Main regression/end-to-end test

In test-scripts, there are two important files.

  • conflicts.py, which runs through loops and accesses data, and outputs that in a file in test-data/conflict/
  • test_runner.py, which runs the files in test-data/conflict/ throught the Data-Dependence algorithm, and puts the output in files in the test-data/conflict-out/ folder

So to run this test completely, do

cd test-scripts
python3 conflicts.py
python3 test_runner.py

and then check

git status

to make sure that the output files that were generated by test_runner.py were the same as they were in git.

Unit tests

The unit_test executable is a simple custom unit test framework that gives error messages about unit tests that do not pass.

Other tests

Other tests, not really appropriate for unit testing are the stride_detector_test and the merge_test.

These take input files that are a list of memory accesses, and spit out how they processed them. The files in single_pc_test_data are for this. Also, the files test-data/OldTestInputs are somewhat appropriate for input.

Changes from SD3

Since I had much less time than the original SD3 developers, I changed a number of the basic data structures to make implementation easier, while keeping asymptotic efficiency.

The major changes are:

  • Instead of using a interval tree, I sort lists of the items that would have been put in the tree, and use an linear time algorithm to compare the lists.
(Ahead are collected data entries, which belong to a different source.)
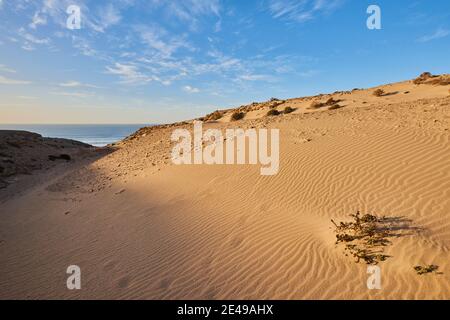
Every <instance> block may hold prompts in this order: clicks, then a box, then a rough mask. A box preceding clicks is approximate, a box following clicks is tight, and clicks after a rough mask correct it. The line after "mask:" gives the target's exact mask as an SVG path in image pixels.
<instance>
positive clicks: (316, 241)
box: [0, 81, 450, 299]
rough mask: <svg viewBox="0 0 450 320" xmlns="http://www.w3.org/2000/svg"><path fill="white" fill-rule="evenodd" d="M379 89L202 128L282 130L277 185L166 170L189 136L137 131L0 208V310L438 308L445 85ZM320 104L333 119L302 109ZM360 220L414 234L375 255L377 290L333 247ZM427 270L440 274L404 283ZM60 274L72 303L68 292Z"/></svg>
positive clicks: (231, 177) (443, 158) (418, 85)
mask: <svg viewBox="0 0 450 320" xmlns="http://www.w3.org/2000/svg"><path fill="white" fill-rule="evenodd" d="M380 88H383V90H384V91H385V92H388V93H389V92H391V93H393V92H395V93H394V94H390V95H386V96H382V97H375V96H373V94H372V92H373V91H374V88H371V89H367V90H362V89H360V90H354V91H352V92H339V93H335V94H331V95H323V96H319V97H310V98H299V99H291V100H288V101H285V102H283V103H282V104H279V105H277V106H276V108H279V110H280V111H282V110H283V109H284V108H285V107H286V106H291V107H292V108H295V111H294V112H292V113H290V114H286V115H280V116H274V117H268V116H266V113H267V111H268V110H270V108H271V107H273V106H271V105H270V103H269V104H267V103H265V104H261V105H259V106H258V105H253V106H252V108H251V110H250V109H246V110H247V114H246V117H245V118H244V119H243V120H241V121H238V122H231V123H230V122H229V121H230V117H231V114H232V113H233V112H234V111H236V110H228V111H226V112H225V114H224V115H223V117H222V118H221V119H218V120H214V121H208V122H206V123H205V124H204V126H205V128H219V129H224V128H228V127H233V128H234V127H240V128H251V127H256V128H278V129H280V134H281V137H280V161H281V163H280V171H279V173H278V174H277V175H276V176H273V177H264V176H261V175H260V174H259V166H251V165H240V166H238V165H234V166H227V165H220V166H217V165H216V166H207V165H196V166H194V165H192V166H174V165H171V163H170V151H171V142H170V134H171V132H172V131H173V129H174V128H180V127H183V128H188V129H192V124H191V122H184V123H179V124H174V125H167V126H160V127H155V128H143V129H141V130H139V131H138V132H137V133H135V134H134V135H132V136H130V137H129V138H128V139H125V140H124V141H122V142H120V143H118V144H116V145H115V146H114V147H115V148H116V149H117V150H115V152H112V153H111V154H108V155H105V156H104V157H102V158H100V159H98V160H96V161H95V162H93V163H90V164H87V165H86V166H83V167H81V168H73V169H72V170H67V171H63V172H60V173H58V174H57V175H56V176H54V177H53V179H51V180H45V179H43V182H42V184H41V185H39V186H38V187H36V188H33V189H31V190H29V191H28V192H26V193H25V194H23V195H21V196H17V197H11V198H10V199H9V200H8V201H6V202H5V203H3V204H2V206H1V208H0V217H1V219H0V241H1V242H0V266H1V267H0V298H2V299H4V298H65V299H68V298H78V299H86V298H100V299H106V298H112V299H119V298H126V299H142V298H144V299H449V298H450V282H449V281H448V280H449V274H450V265H449V261H450V259H449V257H450V255H449V248H450V216H449V214H450V162H449V158H450V144H449V140H450V134H449V129H450V96H449V92H448V90H449V85H440V84H436V83H433V84H415V83H413V81H407V82H402V83H397V84H390V85H386V86H381V87H380ZM405 92H408V93H405ZM330 97H333V98H334V99H336V100H341V102H339V103H340V104H341V105H342V106H343V108H340V109H337V110H327V109H323V110H313V111H312V110H309V109H308V107H309V106H310V104H311V102H312V101H314V100H321V101H326V100H327V99H329V98H330ZM237 110H243V109H242V108H239V109H237ZM12 187H14V186H12ZM36 208H42V209H40V210H36ZM357 210H360V211H361V212H363V213H374V214H377V215H380V216H382V215H385V216H387V217H404V218H406V219H409V220H411V224H412V225H413V226H417V227H420V228H421V229H422V230H421V231H420V232H412V233H411V234H409V235H405V236H403V237H399V238H396V239H393V243H392V245H391V246H389V247H387V248H386V253H387V254H388V255H390V256H391V258H389V259H388V260H387V261H385V262H383V263H381V264H380V268H381V272H382V289H381V290H368V289H367V286H366V281H367V277H368V275H367V272H366V267H367V266H366V265H365V264H362V263H359V264H356V263H355V262H354V261H353V259H352V258H351V257H346V256H345V255H344V254H343V252H342V250H341V248H340V247H339V246H336V245H335V235H334V233H333V228H332V227H333V226H332V224H331V221H330V220H331V219H337V220H341V219H345V218H347V216H348V215H349V214H352V213H355V212H356V211H357ZM432 263H433V264H436V265H439V271H441V272H442V273H443V274H440V275H437V274H429V275H424V276H419V275H417V274H416V273H415V271H414V269H413V267H414V266H415V265H418V264H432ZM70 264H77V265H79V266H80V267H81V270H82V283H83V284H82V290H80V291H69V290H67V289H66V287H65V278H66V274H65V269H66V268H67V266H68V265H70Z"/></svg>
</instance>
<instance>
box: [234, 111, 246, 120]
mask: <svg viewBox="0 0 450 320" xmlns="http://www.w3.org/2000/svg"><path fill="white" fill-rule="evenodd" d="M244 117H245V113H243V112H239V111H235V112H233V114H232V115H231V121H239V120H241V119H244Z"/></svg>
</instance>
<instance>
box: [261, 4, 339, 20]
mask: <svg viewBox="0 0 450 320" xmlns="http://www.w3.org/2000/svg"><path fill="white" fill-rule="evenodd" d="M342 3H343V0H269V4H268V8H269V11H270V13H271V15H272V17H273V18H275V19H281V20H286V21H294V22H299V23H303V22H306V21H309V20H312V19H314V18H315V17H316V16H317V15H321V14H326V13H330V12H332V11H334V10H336V9H337V8H338V7H339V6H341V5H342Z"/></svg>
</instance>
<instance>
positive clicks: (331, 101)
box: [325, 97, 337, 106]
mask: <svg viewBox="0 0 450 320" xmlns="http://www.w3.org/2000/svg"><path fill="white" fill-rule="evenodd" d="M336 103H337V101H336V100H334V99H333V97H331V98H330V99H328V100H327V102H325V104H326V105H327V106H332V105H334V104H336Z"/></svg>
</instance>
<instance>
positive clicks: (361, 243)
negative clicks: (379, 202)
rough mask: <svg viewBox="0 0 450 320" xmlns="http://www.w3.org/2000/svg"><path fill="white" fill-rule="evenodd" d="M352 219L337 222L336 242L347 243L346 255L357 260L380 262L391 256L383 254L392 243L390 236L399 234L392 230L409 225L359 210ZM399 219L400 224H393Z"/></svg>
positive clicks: (360, 260) (353, 216) (351, 216)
Then I ensured that this routine would not run too many times (measured in terms of the number of times this routine would look at a particular memory access).
  • Another change is the data structure for merging strides. They use an interval tree and caching, which works most of the time, while I use a hash table and a binary search tree that merges all mergable lists efficiently. See src/ConflictData.h for more details.
  • I also did not implement a number of other optimizations mentioned in the paper, like Dynamic Site ID.